Unfortunately for the Dolphins, Tagovailoa’s injury will deprive the game of the Marino-Kelly-like quarterback matchup that defined the rivalry for much of the ‘80s and ‘90s.

Instead, rookie Skylar Thompson, Miami’s seventh-round pick, will make his third career start. Teddy Bridgewater, who has been recovering from a dislocated pinkie on his right (throwing) hand, will again back up Thompson. Coincidentally, the last time the Dolphins played in the postseason, they were also without their starting quarterback. A late-season injury to Ryan Tannehill kept him out of a wild-card game against the Pittsburgh Steelers. Matt Moore got the start in a 30-12 defeat.

Sunday’s game, like the 2016 meeting, placed the Dolphins as double-digit underdogs in a matchup viewed by many as an insurmountable task.

“I’m more concerned about preparing the team,” McDaniel said when asked about the perception of a lopsided matchup. “That doesn’t make me, personally, blink. This just in — no one expected me personally to do anything that I’ve ever done, really. I think a journey of an NFL player is very similar with the amount of competition there is and how the parity is what it is.

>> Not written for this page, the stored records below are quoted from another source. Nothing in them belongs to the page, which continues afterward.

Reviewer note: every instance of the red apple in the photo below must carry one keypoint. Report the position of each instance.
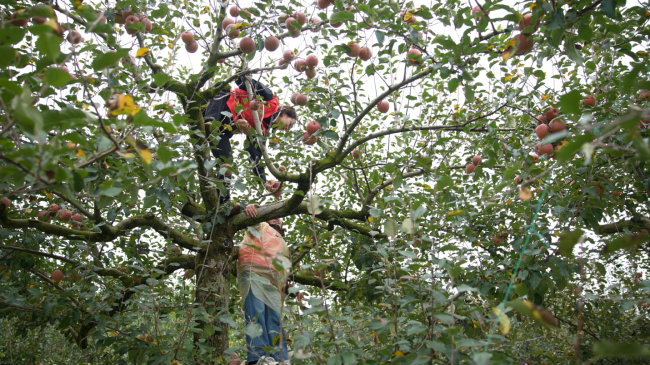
(311, 73)
(247, 45)
(233, 31)
(525, 44)
(311, 61)
(57, 275)
(271, 43)
(415, 52)
(226, 22)
(300, 65)
(557, 125)
(288, 55)
(301, 100)
(44, 215)
(18, 22)
(309, 140)
(187, 37)
(192, 47)
(282, 20)
(542, 130)
(65, 215)
(74, 37)
(77, 218)
(383, 106)
(312, 127)
(546, 149)
(526, 22)
(551, 113)
(355, 49)
(288, 23)
(365, 53)
(300, 17)
(322, 4)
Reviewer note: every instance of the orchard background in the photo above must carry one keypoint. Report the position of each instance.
(477, 192)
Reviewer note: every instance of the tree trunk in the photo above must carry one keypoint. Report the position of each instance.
(213, 294)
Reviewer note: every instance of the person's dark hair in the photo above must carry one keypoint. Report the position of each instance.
(287, 110)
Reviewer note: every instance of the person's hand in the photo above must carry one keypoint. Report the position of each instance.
(272, 186)
(251, 210)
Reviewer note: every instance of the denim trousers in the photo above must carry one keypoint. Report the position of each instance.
(270, 322)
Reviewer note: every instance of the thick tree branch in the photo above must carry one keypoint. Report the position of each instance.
(110, 233)
(634, 224)
(372, 104)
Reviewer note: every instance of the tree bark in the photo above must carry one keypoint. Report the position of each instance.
(213, 293)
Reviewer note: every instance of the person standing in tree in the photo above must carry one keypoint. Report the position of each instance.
(262, 267)
(233, 110)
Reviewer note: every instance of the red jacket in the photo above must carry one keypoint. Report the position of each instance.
(240, 97)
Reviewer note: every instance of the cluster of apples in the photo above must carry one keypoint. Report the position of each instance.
(57, 276)
(191, 45)
(548, 123)
(364, 53)
(312, 127)
(64, 215)
(470, 167)
(128, 17)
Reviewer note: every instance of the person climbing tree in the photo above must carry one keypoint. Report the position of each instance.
(263, 253)
(233, 109)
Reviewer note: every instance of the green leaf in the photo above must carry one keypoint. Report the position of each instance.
(568, 240)
(164, 154)
(380, 37)
(208, 329)
(612, 349)
(390, 227)
(570, 149)
(570, 102)
(50, 45)
(349, 359)
(609, 8)
(444, 181)
(11, 35)
(341, 16)
(254, 330)
(331, 135)
(572, 52)
(57, 77)
(161, 78)
(452, 84)
(108, 59)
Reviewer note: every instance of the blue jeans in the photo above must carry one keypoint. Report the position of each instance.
(270, 322)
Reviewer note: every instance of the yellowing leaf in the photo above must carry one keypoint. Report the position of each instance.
(126, 154)
(123, 104)
(143, 151)
(504, 321)
(142, 52)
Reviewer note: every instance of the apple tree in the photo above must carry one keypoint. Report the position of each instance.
(470, 184)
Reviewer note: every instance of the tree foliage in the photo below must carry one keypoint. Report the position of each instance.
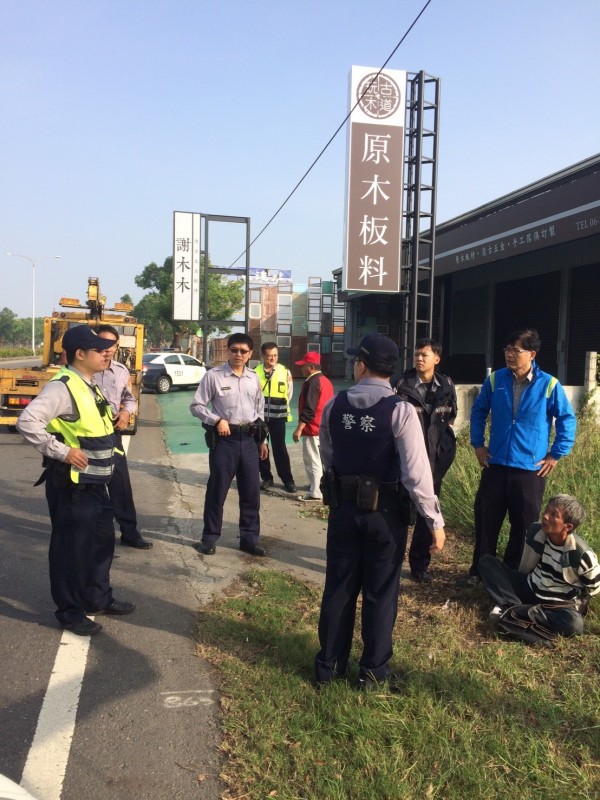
(16, 331)
(155, 309)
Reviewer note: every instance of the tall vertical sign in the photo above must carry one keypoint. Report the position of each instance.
(186, 265)
(374, 180)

I think most guys on NFL teams have been told they couldn’t.

“It’s a really good football team that we’re playing, so we probably agree with people in that regard. Arguably the best in the league, it’s right up there. If we think we’re pretty good as well or have a higher opinion than everybody else, that’s not everybody else’s fault. I don’t know. I’m not surprised nor does it affect me that much at all. It’s more about playing the football game to the best of our ability and being happy with our investment. If you’re happy with your investment, you can live with the outcome, regardless of what it is.”